You May Not Know Your Business
The purpose of Data Modeling, in short, is to accurately define your business and relationships between business concepts in great detail. Meta Modeling your whole business sends a red flag which states that you may not know your business or that your business is not well defined to begin with. Business is all about knowing the needs of your customers. So go back and do your ‘Use Case Modeling’ before building yourself a crystal castle. Go and actually get to know your customer’s needs. Otherwise, you build a system for a non-existing customer or worse; you build to your own ego.
Meta Models Are Expensive
Meta Models are expensive over the life of an application/service/tool. The more complex data it must contain, the more it costs to maintain. Beware, Just because you meta modeled the system doesn’t mean that you made your system easy to extend its features over the life of the application. Some times it makes it prohibitedly expensive/risky to modify, especially when the original developers move on to other projects or companies. KISS the project (Keep It Simple Stupid). Where possible, make the project easy enough to maintain by contractors off the street.
Over Engineering
Don’t get me wrong: Meta data models are great for well defined uses. But question its existence and use it sparingly. If in doubt, define it out. Basically Model the business out first. Then only collapse specific areas into metal Models where it becomes PAINFULLY obvious that you need it for the Business/Process. There are many types of meta models. You may find that you only need a simple meta model for one very specific thing rather then having to create a unification theory to solve the worlds problems (Over Engineering).
SQL Server is already a Meta data engine
SQL Server or any other database product is already a Meta data engine. So build around its strengths and strengthen specific areas where it has been imperially determined to be insufficient. This means that you start building real useable and scalable prototypes to prove your designs and/or bring to the fore the Database System's Design Flaws. DON’T ASSUME OR GUESS. You don’t want to explain to your boss why you decided to build a database system on top of a database system instead of solving his business needs. :)

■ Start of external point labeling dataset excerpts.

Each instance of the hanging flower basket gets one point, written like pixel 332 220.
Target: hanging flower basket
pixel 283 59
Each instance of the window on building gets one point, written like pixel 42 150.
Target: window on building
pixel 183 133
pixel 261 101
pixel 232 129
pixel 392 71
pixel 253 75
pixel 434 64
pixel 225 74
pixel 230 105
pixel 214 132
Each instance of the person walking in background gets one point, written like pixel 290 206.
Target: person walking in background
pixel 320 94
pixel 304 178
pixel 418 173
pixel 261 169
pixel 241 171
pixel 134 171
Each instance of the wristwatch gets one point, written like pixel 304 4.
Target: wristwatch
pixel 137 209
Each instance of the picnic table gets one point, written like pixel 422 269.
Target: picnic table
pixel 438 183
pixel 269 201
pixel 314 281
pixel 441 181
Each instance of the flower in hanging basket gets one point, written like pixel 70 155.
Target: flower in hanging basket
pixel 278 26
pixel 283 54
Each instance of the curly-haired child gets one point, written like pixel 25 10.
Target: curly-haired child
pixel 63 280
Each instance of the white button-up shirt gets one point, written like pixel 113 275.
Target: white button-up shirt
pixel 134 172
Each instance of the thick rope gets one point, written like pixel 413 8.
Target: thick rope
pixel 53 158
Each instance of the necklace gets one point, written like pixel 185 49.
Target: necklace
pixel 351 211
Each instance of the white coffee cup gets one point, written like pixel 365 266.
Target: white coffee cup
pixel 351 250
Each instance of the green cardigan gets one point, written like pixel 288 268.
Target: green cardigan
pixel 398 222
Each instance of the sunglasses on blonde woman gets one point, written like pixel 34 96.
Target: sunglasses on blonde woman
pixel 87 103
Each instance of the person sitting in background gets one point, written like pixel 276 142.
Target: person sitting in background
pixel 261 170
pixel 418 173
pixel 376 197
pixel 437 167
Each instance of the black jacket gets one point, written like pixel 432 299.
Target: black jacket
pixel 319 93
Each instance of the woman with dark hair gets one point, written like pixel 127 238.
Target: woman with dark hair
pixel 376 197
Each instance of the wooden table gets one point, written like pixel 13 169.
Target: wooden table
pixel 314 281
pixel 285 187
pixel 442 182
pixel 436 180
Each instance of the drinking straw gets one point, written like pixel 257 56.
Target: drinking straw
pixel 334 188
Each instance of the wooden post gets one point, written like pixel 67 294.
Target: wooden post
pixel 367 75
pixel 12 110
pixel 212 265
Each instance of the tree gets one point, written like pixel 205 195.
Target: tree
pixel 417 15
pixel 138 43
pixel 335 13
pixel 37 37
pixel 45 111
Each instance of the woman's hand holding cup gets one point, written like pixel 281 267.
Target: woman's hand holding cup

Business Drowning In Customer Information, Yet Don't Understand Their Customers

From my personal experience in database development over the years of my career, I have seen many businesses suffer from information glut without a means to quickly and cheaply mine their data. A single business can lose Terabytes of data every day without ever relinquish its secrets and benefiting its owner with its hidden treasures.

Businesses may or may not even know what they are looking for other then they want to make money. First they must understand what their goal is as business or business unit. Figuring out their target customers and understanding them is a start. You'd be surprised that there are many businesses that really don't understand there own customer. It is sad to see highly educated people missing this very point by being distracted by their own ego or self interests.

So to begin with: Do a use case model of your customers. Really get to know them well.

Sources that you can turn to in understanding your customer: Customers themselves, WebLogs (Use Logs), Sales/Subscription Accounting books, Customer Service Logs/Emails, and Questionnaires and Polls.